Lyriel engoliu em seco enquanto desviou o olhar.
— Eu… eu não sei…
— Esse é o máximo de benevolência que posso oferecer a você. Salve sua mãe e seu povo matando o seu pai, ou morra com seu pai, sua mãe e o seu povo, porque farei questão de matar cada habitante da cidade que seu “papai” reside.
A garota continuou desorientada, sem saber que decisão tomar.
Ayla comeu mais uma uva.
— Você vai retornar para sua cidade e matará o seu pai por mim, em meu nome. Sem terceiros, tem que ser você, ou o seu povo sofrerá as consequências. Só quero ver o seu rosto de novo quando você estiver ajoelhada, jurando servir a sua rainha, entendeu?
Ainda sem digerir tudo, ela apenas assentiu.
— Si-sim… senhora…
— Ótimo, agora saia.
Lyriel ergueu-se, fez uma reverência e abriu a porta.
— Tuly! — Ayla o chamou e ele adentrou. — Deixe a garota bem alimentada e a mande de volta.
— Sim, senhora.
[…]
Vallkuna, sentada em seu trono majestoso, havia acabado de receber a notícia que mais um dos quatro deuses principais havia sido eliminado. Sua figura esguia observando por uma janela o seu belo reino que ali havia criado, também nas costas de um deus morto cultuado por alguma civilização do cosmos em algum período histórico.
Agora, havia somente dois alvos para os devoradores, e era perceptível que eles estavam próximos. Seu medo, era que não havia lugar para se refugiar, um lugar onde pudesse esconder o seu povo.
Ela estava à mercê do destino.
A porta da sala abriu de repente em um baque, e Vallkuna virou para trás, vendo um de seus soldados Alados entrar apressado.
— Senhora! Scasya retornou, e traz notícias!
Dos fundos, Scasya apareceu, caminhando até sua senhora e se ajoelhando.
— Sr.ᵃ Vallkuna, é ótimo vê-la! Trago notícias, o devorador que estávamos buscando não é o devorador de verdade, ele-
— Obrigada, Scasya, mas nós já sabemos de tudo… — A Alada ergueu a cabeça. — As companheiras desse devorador, Colin, estão hospedadas aqui. Ele não veio com você?
Scasya engoliu em seco. — Estávamos explorando uma antares, até que fui expulsa pela entidade no núcleo, desde então não sei o que aconteceu… corri de volta para o reino temendo que o verdadeiro devorador tivesse chegado.

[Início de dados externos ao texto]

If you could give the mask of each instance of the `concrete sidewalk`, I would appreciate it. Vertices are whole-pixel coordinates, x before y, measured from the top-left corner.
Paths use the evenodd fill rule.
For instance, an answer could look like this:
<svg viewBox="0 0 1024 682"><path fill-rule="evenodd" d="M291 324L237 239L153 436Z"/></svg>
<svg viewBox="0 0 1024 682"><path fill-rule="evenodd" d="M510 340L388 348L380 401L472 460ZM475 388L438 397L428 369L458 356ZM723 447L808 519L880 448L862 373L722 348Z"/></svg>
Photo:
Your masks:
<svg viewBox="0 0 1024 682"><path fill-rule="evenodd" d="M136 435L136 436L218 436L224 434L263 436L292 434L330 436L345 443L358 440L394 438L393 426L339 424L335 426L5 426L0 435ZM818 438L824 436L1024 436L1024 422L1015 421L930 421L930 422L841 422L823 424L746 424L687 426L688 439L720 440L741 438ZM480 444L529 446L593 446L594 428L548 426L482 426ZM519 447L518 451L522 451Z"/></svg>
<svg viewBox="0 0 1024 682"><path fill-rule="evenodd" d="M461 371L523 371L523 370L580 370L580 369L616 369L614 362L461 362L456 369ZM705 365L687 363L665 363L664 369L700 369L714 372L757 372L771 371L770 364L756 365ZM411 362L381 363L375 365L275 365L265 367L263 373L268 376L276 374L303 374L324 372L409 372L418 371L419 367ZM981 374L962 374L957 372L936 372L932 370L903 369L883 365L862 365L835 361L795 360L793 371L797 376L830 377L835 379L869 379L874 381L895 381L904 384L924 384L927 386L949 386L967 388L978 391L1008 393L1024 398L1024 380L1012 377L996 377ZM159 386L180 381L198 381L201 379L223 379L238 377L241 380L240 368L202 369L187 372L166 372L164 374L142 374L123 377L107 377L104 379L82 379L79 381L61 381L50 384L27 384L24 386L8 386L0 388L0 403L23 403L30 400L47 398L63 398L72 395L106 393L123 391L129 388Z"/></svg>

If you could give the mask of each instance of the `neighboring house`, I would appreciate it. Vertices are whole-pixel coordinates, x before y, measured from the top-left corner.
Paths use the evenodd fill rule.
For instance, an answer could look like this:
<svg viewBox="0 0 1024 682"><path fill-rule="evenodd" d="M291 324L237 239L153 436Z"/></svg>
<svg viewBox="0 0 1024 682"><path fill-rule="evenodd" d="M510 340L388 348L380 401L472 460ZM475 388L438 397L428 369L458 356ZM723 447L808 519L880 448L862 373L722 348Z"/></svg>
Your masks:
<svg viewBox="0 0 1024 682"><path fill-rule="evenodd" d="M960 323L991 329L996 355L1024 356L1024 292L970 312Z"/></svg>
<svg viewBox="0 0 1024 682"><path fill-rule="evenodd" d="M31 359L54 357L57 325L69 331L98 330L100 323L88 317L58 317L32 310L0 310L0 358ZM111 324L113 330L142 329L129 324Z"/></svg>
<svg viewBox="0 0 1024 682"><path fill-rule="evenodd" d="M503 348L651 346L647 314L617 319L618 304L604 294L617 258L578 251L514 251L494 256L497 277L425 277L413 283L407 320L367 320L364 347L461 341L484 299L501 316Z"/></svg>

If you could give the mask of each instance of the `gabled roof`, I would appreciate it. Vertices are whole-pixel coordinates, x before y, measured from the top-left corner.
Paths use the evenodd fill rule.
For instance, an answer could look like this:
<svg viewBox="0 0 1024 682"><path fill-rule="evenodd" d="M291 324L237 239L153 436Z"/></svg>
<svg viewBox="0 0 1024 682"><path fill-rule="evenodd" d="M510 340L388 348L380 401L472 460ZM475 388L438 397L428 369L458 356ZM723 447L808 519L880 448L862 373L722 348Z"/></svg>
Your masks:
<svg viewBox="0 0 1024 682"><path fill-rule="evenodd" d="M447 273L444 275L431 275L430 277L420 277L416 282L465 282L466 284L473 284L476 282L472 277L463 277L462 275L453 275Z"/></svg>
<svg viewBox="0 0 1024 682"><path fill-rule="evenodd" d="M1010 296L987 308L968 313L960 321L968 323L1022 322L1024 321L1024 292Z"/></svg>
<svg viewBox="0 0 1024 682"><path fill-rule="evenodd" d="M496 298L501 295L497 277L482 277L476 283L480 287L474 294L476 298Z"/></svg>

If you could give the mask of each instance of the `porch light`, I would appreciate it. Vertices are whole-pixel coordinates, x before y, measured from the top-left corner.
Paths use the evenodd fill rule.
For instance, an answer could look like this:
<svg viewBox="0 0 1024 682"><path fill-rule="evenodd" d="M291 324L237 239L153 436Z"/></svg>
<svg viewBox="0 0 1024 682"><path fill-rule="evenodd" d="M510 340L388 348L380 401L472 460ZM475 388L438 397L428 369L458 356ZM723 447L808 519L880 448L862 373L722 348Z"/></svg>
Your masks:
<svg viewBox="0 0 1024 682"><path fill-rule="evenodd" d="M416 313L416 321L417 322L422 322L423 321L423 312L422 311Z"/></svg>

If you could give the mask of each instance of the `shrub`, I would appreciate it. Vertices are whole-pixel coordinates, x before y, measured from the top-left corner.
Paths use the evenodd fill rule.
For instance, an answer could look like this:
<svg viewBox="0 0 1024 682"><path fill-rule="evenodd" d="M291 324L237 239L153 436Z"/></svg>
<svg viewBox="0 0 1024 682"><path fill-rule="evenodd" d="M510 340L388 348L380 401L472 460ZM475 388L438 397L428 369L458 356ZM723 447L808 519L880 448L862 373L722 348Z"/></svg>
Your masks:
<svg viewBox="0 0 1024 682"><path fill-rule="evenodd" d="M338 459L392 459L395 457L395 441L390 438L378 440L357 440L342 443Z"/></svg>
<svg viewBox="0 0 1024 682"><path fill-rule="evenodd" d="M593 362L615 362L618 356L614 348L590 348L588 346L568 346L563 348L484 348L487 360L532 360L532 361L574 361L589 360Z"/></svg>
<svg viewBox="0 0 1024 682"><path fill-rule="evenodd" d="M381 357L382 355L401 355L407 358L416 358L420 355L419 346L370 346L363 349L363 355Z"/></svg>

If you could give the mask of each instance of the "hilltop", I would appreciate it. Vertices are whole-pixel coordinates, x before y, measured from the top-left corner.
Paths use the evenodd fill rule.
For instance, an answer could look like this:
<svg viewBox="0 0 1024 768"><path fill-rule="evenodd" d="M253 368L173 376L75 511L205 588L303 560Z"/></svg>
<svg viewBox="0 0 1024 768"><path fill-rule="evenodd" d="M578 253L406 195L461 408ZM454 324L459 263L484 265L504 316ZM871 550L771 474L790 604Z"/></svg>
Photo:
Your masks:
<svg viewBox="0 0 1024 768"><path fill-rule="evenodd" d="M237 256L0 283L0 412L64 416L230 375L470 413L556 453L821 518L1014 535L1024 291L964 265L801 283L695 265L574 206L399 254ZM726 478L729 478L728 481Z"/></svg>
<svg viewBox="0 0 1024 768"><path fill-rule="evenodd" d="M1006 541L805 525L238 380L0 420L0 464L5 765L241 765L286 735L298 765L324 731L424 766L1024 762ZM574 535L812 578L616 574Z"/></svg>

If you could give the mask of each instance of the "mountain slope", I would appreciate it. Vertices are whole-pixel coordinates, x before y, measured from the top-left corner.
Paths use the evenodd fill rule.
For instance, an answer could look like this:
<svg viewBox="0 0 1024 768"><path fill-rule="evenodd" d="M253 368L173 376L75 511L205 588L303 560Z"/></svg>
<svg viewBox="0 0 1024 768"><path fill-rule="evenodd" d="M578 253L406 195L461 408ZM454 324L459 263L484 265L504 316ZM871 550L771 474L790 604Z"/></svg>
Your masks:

Vallkuna assentiu com um sorriso gentil.
— É bom tê-la de volta, mas deve saber que as notícias não são tão animadoras. Dois dos quatro deuses regentes foram mortos. Posso ser o próximo alvo deles… eles podem estar se dirigindo para cá nesse exato momento, e quando isso acontecer, temo o pior.
— Eu retornei, senhora, posso reunir os exércitos, deixá-los atentos.
— As companheiras do Devorador falso estão aqui. — Scasya ergueu a cabeça. — Faz alguns meses que estamos as hospedando, vá conhecê-las, garanto que vão se dar bem.
— …, sim, senhora…
Não tão longe dali, os olhos de Safira avistavam aquela cidade flutuante brilhante. Os prédios eram belos, feitos de mármore branco do plano astral, que deixava tudo ainda mais deslumbrante.
Ela estava com sua pandoriana Nix, que estava sentada em seu ombro.
— Consegue sentir isso, Nix? — indagou Safira. — Essa mana familiar…
— Deve ser coincidência. Não é fácil viajar até o plano astral, não acho que tenha alguém que você conheça aqui. E essa é a nossa última parada antes de irmos para casa.
Safira assentiu e tirou as mãos dos bolsos.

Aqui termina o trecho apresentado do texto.